Ms Erakat discussed the highly controversial 1975 United Nations General Assembly resolution, that declared Zionism to be a form of racism.

At the time, then-Israeli UN ambassador Chaim Herzog said: “For us, the Jewish people, this resolution based on hatred, falsehood and arrogance, is devoid of any moral or legal value.

“For us, the Jewish people, this is no more than a piece of paper and we shall treat it as such.”

The resolution was revoked in 1991, but, Ms Erakat argued, it created an intellectual legacy that Palestinian activists can draw upon today.

Ms Erakat also compared the founding of Israel to settler-colonialism in South Africa.

“Its proponents also understood it as a movement for Afrikaner self-determination against British oppression, on a land without a people,” she said.

“The connection between Zionism [and South Africa] reflects in part their common origins within the crucible of British Empire.”

Ms Erakat also claimed that, “Israel did not become a discriminatory regime.”

She said: “It is defined by that discrimination, this is not the unintended outcome, but it’s precisely the outcome we should have expected and Palestinians have been showing us will become the outcome.”

In reference to this year’s Human Rights Watch (HRW) report that Israel was practising apartheid, Ms Erakat said that if HRW did not state it opposed Israeli apartheid now, “they will be remembered in history as apartheid regime apologists”.

She added: “I don’t think the controversy is whether or not there’s apartheid.

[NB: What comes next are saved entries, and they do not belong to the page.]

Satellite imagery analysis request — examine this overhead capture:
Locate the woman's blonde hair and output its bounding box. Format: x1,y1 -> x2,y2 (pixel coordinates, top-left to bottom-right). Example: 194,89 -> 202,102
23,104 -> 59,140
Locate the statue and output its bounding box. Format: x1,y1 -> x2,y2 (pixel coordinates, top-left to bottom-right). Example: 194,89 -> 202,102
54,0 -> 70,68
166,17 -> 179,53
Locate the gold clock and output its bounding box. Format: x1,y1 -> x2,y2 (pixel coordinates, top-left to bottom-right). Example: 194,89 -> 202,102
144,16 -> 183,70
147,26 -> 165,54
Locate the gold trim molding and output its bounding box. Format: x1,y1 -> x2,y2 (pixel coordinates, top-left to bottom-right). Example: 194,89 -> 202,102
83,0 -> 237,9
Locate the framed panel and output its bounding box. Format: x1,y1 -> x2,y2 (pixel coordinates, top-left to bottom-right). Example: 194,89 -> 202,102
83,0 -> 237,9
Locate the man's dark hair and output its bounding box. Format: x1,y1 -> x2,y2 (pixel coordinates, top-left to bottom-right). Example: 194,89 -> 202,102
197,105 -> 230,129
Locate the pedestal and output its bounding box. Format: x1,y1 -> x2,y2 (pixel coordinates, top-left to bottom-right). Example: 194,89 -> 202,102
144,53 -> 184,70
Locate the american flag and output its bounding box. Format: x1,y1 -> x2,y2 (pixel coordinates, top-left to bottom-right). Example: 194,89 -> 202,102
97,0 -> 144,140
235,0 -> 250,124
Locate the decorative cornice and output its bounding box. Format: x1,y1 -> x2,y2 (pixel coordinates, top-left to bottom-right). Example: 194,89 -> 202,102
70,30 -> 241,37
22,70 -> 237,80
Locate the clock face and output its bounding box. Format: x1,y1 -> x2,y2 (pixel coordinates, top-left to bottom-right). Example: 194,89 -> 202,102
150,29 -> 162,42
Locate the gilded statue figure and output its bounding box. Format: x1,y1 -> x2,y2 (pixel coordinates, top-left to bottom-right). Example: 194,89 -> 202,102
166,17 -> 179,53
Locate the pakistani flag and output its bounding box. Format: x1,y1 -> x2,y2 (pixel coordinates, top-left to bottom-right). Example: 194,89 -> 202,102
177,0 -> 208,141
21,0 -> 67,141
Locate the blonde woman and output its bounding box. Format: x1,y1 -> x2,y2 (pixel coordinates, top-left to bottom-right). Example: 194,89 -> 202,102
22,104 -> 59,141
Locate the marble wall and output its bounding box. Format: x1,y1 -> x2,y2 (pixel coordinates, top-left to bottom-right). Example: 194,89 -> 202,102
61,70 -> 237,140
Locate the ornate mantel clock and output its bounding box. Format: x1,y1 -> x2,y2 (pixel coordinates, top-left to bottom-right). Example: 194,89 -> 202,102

There is apartheid.”

Ms Erakat previously told a lecture at SOAS university the Israeli government’s treatment of Palestinians followed a theory set out by Nazi jurist Carl Schmitt.

Discussing an incident in which a Palestinian driver was shot dead by Israeli police after his car rammed into a checkpoint, Ms Erakat claimed the police response was “based on the same Schmittian logic of a priori culpability”.